高速道路を走行中、当然、道路上に歩行者が飛び出してきて、接触しました。
幸い、急ブレーキが効いていたので、最悪の状況は免れたのですが、相手方は足を骨折する等大きな怪我を負ってしましました。
高速道路に人が出てくるとは思っていなかったので、衝突は避けられませんでした。
結果的には、歩行者をはねてしまったわけので、やはりすべて自分の責任になるのですか。

回答

 責任がないとは言えませんが、すべての責任があるとは判断されないと思われます。

 高速道路の本線車道上は本来、高速自動車道国道法17条1項において『何人もみだりに高速自動車国道に立ち入り、または高速自動車国道を自動車による以外の方法により通行してはならない。』とされていることから、高速道路上に歩行者がいること自体が歩行者の大きな過失と判断されます。

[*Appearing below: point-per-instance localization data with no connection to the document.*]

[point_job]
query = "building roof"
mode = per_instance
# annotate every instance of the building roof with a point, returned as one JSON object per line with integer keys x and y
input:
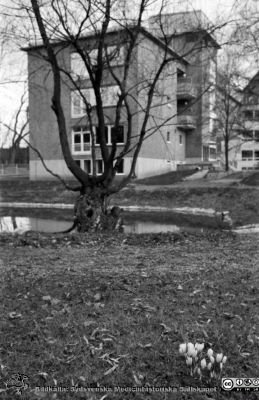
{"x": 113, "y": 31}
{"x": 254, "y": 78}
{"x": 182, "y": 23}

 とはいえ、高速道路上は比較的見通しが良いことを考慮すると、運転手にも前方不注視や安全運転義務違反等の過失があると考えられます。
 一般的には、賠償額の50〜80%を過失相殺(歩行者の責任としての減額)されます。
ただし、歩行者が駐停車車両の近傍にいる歩行者との接触事故の場合は、駐車板の設置などの非常措置を講ずるために人がいることも多く、予見可能性が高くなるため、運転手の責任割合は大きくなります。